My Prim Perfect columns do include advocacy of a grid's best features, and Openlife has something I'd not encountered in a another virtual world: scene flip. This permits a region manager to set up five different "scenes" for a region and, with the push of a button, reload everything. Thus a roleplaying community in a space-opera setting might have ready, with just a flip, a massive starship interior, an alien world, and an empty-space starfield for space combat.
Openlife's founder, Sakai Openlife, has persevered through a difficult update and the issues with performance that stymied my trips there in 2008 and 2009. This grid is worth another look, and several residents responded to my requests for advice with great enthusiasm.

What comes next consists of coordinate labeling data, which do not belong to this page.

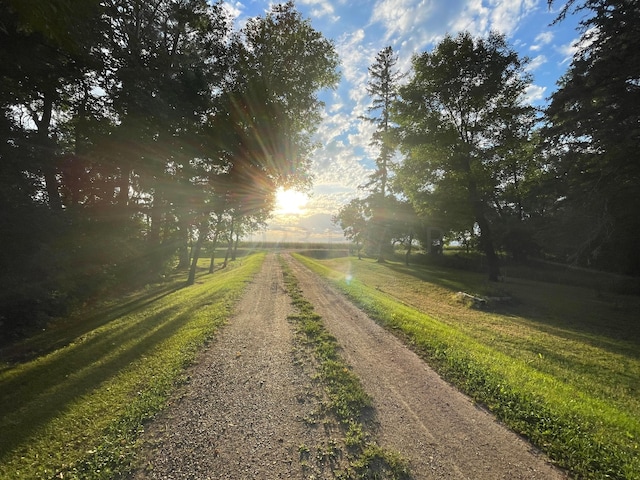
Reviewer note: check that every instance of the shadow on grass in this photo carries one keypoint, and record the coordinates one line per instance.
(571, 312)
(62, 334)
(44, 390)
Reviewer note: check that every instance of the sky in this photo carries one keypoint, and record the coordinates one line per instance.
(359, 29)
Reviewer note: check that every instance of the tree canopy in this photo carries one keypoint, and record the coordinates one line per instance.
(460, 114)
(132, 128)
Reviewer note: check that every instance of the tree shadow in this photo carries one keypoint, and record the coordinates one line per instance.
(32, 398)
(570, 312)
(63, 332)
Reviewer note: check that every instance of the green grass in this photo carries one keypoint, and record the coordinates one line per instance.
(347, 399)
(559, 364)
(78, 410)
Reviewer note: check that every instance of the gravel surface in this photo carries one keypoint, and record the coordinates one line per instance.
(245, 413)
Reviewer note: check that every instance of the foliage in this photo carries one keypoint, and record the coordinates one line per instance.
(592, 137)
(138, 131)
(461, 115)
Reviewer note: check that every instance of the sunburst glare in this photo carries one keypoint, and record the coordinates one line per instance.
(290, 202)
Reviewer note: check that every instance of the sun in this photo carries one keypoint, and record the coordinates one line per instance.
(290, 202)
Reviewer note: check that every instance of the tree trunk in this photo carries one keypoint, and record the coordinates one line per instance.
(235, 248)
(183, 246)
(202, 234)
(486, 245)
(486, 235)
(406, 256)
(213, 251)
(46, 155)
(230, 244)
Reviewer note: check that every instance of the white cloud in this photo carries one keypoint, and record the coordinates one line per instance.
(535, 94)
(543, 38)
(536, 63)
(321, 8)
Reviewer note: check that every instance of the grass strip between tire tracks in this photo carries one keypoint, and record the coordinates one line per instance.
(347, 399)
(584, 434)
(79, 411)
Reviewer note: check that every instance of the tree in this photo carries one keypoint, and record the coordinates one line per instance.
(593, 138)
(353, 219)
(262, 129)
(463, 103)
(382, 88)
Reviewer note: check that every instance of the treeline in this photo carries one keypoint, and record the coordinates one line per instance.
(131, 128)
(463, 156)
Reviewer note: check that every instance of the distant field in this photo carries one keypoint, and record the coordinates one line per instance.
(558, 363)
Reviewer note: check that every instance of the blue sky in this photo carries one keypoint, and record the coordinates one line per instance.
(359, 30)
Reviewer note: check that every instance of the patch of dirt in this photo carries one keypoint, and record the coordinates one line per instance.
(245, 413)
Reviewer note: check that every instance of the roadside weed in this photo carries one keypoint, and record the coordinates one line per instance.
(549, 364)
(78, 411)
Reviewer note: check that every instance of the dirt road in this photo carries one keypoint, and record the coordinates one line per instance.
(244, 413)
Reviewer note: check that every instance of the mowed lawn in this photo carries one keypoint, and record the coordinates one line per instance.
(557, 363)
(78, 407)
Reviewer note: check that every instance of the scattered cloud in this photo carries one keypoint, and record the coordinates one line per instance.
(536, 62)
(543, 38)
(535, 94)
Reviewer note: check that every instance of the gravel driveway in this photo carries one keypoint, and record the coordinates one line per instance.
(244, 413)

Pantaiputih Korobase came to the grid in November 2008, after he "escaped" Second Life for a new base of operations. Like the other Openlife residents I met, he notes that the new grid "made me personally turn into a much more active user, OL made me create, decorate regions with my own buildings and made me learn all the time. More over and most importantly, I made some really good friends in OL."
His thoughts were echoed by Shai Khalifa and Cheops Forlife, who talked to me in-world and, in Shai's case, met me at the Over the Rainbow region to discuss the work of builder Surreal Numbers. The build quality of several sims was as good as anything I have seen in SL.
My Prim Perfect column will cover more details soon. But for builders and social users who want a small and closed grid with good prices, Openlife remains an attractive alternative. Educators needing hypergrid access might not find the grid to their liking, but scene-flip alone makes handling OAR files of regions very simple work for changes to simulations "on the fly."